The Perfect Alibi
PublisherMoonstone Press
Date Published01 May 2019
Price£ 8.99

The Perfect Alibi

by Christopher St John Sprigg

Industrialist Anthony Mullins is found dead after a fire in a locked garage. All principal suspects have alibis, but all, including the victim, have something to hide.


Christopher St John Sprigg was a witty and prolific writer who published seven crime novels in just four years between 1933 and his death in 1937. He also produced six more non-fiction books of poetry, politics, plays, short stories, ghost and aeronautics textbooks as Christopher Caudwell, most of which were published after his death.

At the end of 1936, he left for Spain and became a machine gun instructor and editor of the Battalion Wall newspaper for the International Brigade. He was killed on his first day of action during in the battle of Jarama Valley in February 1937, last seen firing a machine gun to cover the retreat of his section.

What this remarkable man could have been is anybody’s guess. But the four crime novels featuring journalist sleuth Charles Venables are minor masterpieces of slightly subversive Golden Age detection. Although The Perfect Alibi is perhaps the least satisfying of them, it certainly has the most interesting and complex plot.
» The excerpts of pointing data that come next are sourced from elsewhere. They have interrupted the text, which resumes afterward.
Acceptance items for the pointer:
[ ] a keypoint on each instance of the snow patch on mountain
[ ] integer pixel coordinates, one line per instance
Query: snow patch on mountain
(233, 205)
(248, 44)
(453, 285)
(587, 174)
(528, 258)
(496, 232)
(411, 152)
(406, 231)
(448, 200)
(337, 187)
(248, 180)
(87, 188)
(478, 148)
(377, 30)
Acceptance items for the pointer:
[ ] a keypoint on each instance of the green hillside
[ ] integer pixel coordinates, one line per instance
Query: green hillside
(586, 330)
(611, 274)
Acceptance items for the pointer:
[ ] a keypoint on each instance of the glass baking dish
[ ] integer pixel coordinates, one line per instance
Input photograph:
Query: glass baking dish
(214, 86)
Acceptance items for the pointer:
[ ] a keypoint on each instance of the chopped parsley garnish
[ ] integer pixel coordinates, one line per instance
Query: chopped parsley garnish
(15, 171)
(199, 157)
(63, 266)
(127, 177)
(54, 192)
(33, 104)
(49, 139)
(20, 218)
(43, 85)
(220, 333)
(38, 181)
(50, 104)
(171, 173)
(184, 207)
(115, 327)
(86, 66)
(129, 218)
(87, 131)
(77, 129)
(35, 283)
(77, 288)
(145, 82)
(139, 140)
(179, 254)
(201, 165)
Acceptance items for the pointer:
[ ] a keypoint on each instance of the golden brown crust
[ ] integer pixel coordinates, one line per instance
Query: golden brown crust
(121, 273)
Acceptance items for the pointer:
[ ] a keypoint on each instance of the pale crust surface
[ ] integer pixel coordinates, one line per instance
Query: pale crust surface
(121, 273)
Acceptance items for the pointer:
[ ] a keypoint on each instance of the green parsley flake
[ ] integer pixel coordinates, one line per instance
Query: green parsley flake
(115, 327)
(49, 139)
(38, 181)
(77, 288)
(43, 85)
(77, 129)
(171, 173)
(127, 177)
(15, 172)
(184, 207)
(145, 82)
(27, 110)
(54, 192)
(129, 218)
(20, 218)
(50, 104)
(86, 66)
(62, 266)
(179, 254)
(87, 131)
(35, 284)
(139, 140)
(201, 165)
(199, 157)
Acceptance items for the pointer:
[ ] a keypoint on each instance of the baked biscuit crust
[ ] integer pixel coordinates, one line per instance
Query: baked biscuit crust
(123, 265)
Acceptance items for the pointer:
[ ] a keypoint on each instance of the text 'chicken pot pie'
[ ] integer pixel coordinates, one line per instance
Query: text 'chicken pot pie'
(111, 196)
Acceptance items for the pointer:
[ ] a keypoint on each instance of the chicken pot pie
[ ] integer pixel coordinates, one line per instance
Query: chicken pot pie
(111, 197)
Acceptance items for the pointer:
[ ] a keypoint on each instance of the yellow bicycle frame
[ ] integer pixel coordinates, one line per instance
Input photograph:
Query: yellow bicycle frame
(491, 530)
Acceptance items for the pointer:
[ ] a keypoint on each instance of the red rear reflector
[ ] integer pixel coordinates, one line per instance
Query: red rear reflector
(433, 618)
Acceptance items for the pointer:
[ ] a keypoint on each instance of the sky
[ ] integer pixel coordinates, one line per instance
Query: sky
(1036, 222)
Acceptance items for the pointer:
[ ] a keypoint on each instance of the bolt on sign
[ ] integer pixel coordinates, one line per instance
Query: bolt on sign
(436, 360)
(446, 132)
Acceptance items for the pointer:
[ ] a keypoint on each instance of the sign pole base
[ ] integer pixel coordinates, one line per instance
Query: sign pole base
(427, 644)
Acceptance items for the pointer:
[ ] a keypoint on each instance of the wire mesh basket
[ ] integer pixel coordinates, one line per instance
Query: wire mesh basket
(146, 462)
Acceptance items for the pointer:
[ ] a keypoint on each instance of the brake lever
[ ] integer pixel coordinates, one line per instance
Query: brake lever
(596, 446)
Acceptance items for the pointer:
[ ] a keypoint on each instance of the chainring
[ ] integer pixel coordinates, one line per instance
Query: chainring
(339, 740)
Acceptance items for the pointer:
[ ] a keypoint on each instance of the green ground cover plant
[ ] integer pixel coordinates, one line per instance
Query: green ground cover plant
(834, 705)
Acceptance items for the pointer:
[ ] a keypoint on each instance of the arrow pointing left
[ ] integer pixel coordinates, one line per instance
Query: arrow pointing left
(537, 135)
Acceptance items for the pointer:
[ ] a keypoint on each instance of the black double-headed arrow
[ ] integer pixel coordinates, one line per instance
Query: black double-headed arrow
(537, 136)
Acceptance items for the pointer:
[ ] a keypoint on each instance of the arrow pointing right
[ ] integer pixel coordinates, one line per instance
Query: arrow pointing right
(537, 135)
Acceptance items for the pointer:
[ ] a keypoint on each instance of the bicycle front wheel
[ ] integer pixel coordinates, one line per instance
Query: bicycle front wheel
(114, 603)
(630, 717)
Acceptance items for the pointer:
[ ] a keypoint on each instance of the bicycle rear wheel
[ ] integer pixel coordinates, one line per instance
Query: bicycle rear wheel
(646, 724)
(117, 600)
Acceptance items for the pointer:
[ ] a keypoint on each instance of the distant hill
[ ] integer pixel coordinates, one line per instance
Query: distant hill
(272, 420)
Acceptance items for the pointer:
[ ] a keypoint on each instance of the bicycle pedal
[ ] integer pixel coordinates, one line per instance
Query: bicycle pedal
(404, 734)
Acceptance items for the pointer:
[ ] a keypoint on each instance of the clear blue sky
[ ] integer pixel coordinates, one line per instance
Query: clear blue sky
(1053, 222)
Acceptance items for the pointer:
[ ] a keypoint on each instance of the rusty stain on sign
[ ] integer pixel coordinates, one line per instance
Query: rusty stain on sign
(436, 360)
Wealthy industrialist Anthony Mullins is found dead after a fire in a locked garage. An autopsy reveals a bullet wound to his head, but when no gun is found, a murder investigation begins.

There are plenty of people with reasons to kill a peculiarly unpleasant man, but all the principal suspects have impeccable alibis – and all, including the victim, have something to hide!

The complicated plot involves a locked room mystery, unbreakable alibis, and two romantic sub-plots. But after a positive surfeit of sleuths, both professional and amateur, fail, Venables, by now covering events in a far-off East European country, offers an inspired idea about the only possible explanation.

The book has got some real weaknesses. The Chesterton-style pastiche that is Venables’ version of the contretemps between Patricia Mullins and the artist Filson does not fit the tone of the book. And the idea that one of the suspects could be incommunicado for months without anyone asking where he was or making serious and competent inquiries, seems unlikely. The widow Mullins too seems rather ill-served by being shoved into a happy ever after role with Venables’ college friend and well-bred police constable Laurence Sadler.

Sprigg makes a fair attempt at papering over the cracks. But some readers will regard his frolicsome treatment of the conventions of the genre as flippant, although his writing has such thorough-going enjoyment and barbed humour it is impossible not to be swept along – even if his distaste for the class from which he came and disliked so much is evident at every turn.